In terms of general strategy, fastXmlPull is optimised for "slow" browser environments. In "last-generation" Javascript engines, there is a considerable performance premium on applying native operations such as RegExps and indexOf (see blog commentary at How Long, Oh Lord). However, the more modern VMs such as those in Firefox 3.5 and Chrome in Google will increasingly make this approach suboptimal as the speed of Javascript language primitives increases. A taste of this can be seen in the form of the narrowing headroom between FastXmlPull (strongly regexp based) and the other approaches on the more modern VMs. For truly excellent performance in these modern JS environments, we will require a ground-up rewrite of the parser, more along the lines of the "FSM character creeping" model seen in highly successful XML parsers in environments like Java, such as Aleksander Slominski's XPP3 parser that we benchmark later on.

Measurements in Python and Java

Now, for measurements in other languages.

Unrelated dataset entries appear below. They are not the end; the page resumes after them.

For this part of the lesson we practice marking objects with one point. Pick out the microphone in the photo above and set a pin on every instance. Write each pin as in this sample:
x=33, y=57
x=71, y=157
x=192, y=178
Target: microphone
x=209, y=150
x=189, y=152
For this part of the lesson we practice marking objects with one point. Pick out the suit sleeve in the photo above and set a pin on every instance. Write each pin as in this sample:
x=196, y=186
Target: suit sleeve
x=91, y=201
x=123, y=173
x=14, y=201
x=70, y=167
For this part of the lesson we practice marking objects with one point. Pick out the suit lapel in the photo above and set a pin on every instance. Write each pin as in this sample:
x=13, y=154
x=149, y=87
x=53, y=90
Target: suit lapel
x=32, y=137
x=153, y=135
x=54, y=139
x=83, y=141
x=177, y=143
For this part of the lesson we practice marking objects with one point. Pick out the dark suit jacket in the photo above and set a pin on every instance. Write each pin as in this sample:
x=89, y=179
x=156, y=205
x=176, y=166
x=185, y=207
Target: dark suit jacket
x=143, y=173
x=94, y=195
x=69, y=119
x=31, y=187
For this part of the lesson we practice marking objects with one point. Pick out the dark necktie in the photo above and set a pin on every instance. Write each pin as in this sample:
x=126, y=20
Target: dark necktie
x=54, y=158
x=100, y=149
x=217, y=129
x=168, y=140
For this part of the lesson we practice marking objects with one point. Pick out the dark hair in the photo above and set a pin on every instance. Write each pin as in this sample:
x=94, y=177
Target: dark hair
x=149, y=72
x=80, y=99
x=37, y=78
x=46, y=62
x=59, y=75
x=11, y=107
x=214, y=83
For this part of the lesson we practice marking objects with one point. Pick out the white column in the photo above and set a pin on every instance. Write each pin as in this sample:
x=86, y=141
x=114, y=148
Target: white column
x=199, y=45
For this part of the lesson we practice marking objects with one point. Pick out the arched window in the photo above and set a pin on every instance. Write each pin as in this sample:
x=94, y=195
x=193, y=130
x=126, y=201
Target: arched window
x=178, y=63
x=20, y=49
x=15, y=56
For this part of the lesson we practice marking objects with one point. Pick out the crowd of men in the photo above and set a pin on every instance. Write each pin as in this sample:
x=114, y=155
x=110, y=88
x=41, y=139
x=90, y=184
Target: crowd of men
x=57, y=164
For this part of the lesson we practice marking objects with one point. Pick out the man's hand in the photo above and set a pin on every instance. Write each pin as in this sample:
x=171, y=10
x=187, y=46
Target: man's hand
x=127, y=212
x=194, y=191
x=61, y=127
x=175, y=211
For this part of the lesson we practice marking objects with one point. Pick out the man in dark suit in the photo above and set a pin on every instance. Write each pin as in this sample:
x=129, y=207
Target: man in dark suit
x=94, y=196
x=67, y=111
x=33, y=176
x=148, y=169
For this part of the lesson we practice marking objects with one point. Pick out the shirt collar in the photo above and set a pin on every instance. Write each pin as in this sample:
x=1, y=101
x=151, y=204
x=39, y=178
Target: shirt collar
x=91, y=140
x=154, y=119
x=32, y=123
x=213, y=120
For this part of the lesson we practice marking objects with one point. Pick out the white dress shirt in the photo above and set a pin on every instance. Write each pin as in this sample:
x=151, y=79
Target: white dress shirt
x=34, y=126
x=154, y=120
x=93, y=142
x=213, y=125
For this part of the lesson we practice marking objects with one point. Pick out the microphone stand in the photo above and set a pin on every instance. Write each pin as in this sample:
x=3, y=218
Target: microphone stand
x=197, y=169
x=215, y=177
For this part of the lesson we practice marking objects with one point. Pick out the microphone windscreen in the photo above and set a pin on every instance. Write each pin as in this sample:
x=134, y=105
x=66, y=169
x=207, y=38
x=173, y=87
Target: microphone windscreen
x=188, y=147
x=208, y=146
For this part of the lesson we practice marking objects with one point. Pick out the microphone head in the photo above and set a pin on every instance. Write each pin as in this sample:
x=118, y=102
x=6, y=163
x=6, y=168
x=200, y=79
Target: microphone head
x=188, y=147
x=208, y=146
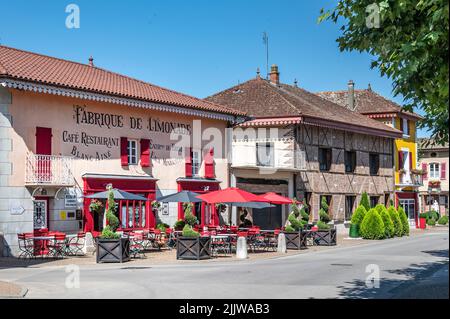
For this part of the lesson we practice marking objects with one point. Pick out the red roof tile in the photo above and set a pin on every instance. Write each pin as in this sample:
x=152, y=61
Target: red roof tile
x=28, y=66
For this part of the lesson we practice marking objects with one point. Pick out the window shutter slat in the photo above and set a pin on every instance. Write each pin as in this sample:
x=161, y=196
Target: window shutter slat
x=124, y=151
x=188, y=162
x=145, y=153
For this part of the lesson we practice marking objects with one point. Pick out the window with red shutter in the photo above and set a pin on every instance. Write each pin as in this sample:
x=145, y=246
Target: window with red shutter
x=209, y=164
x=425, y=170
x=188, y=162
x=124, y=151
x=145, y=153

Yura on his machine has run benchmarks on CPython and JPython, and on mine I ran an equivalent conversion in Java:

Machine/Language

Reps

Total time

Per doc

Yura/Jython

20000

jython:real 2m27.557s, user 2m26.105s, sys 0m1.316s

7ms/doc

Yura/CPython 2.6

20000

real 1m6.248s, user 1m4.452s, sys 0m0.480s

3.3ms/doc

Yura/CPython 3

20000

real 1m4.939s, user 1m3.556s, sys 0m0.360s

3.3ms/doc

Yura/CPython

400

real 0m1.408s, user 0m1.344s, sys 0m0.040s

3.5ms/doc

Antranig/Java

4000

3600ms

0.9ms/doc

So, the above figures show that the best Javascript performance we have, in Chrome, broadly equivalent to the worst Python performance, in Jython. The pure Java implementation is at least 3x faster than the best Python performance. In Python we use the framework standard "xml.sax.xmlreader" package, whereas in Java we use the XPP3 pull parser implementation from Aleksander Slominski.

This test set only contains 4 documents, read repeatedly from the filesystem. Therefore it neglects caching and memory image effects. These documents are around 10k each - so the Java performance equates to a conversion speed of around 10MB/sec, which would be roughly the expected sustained read speed from a fairly good disk. If the files were kept compressed in a ZIP volume, the CPU cost would begin to dominate.

Persisting the JSON Data in CouchDB

In terms of writing the converted JSON documents to store, we can look at the following resource: http://aartemenko.com/texts/couchdb-bulk-inserts-performance/. McCord indicates that they have around 117,000 records of this form - corresponding to around 1.2Gb of raw data. The number of records puts us towards the left end of the CouchDB insertion graphs - insertion rate is still high. The second graph indicates that the very largest bulk sizes will lead to highest insertion rate - perhaps in excess of 1500 documents/second. This again would place conversion speed as the bottleneck - on this hardware, CouchDb can perform an insert in around 0.6ms. This would imply buffering data in units of around 100Mb. If the fileset and DB were on the same machine, alternating reading and writing in these large units would also lead to better use of the machine's I/O capacity.

Summary

Runtime

Time (ms/doc)

Throughput (Mb/sec)

Total McCord XML-JSON Conversion (minutes)

Python C

3.5

2.86

6.99

Python JVM

7

1.43

13.99

JavaScript JVM

41

0.244

81.97

Java 6

0.7

14.23

1.40

Some ballpark estimates for whole workflow—including conversion and persistence—on the various platforms:

  • If Java were used for the conversion, we would expect to be able to commit the set of 117,000 documents into CouchDb in around 3 minutes.
  • In Python, this time would probably extend to around 8-9 minutes.
  • Perhaps a Javascript V8 (Chrome-like) solution might take more than 15 minutes.
  • A Rhino Javascript solution, performing somewhat Firefox 2-like, might take 1-2 hours.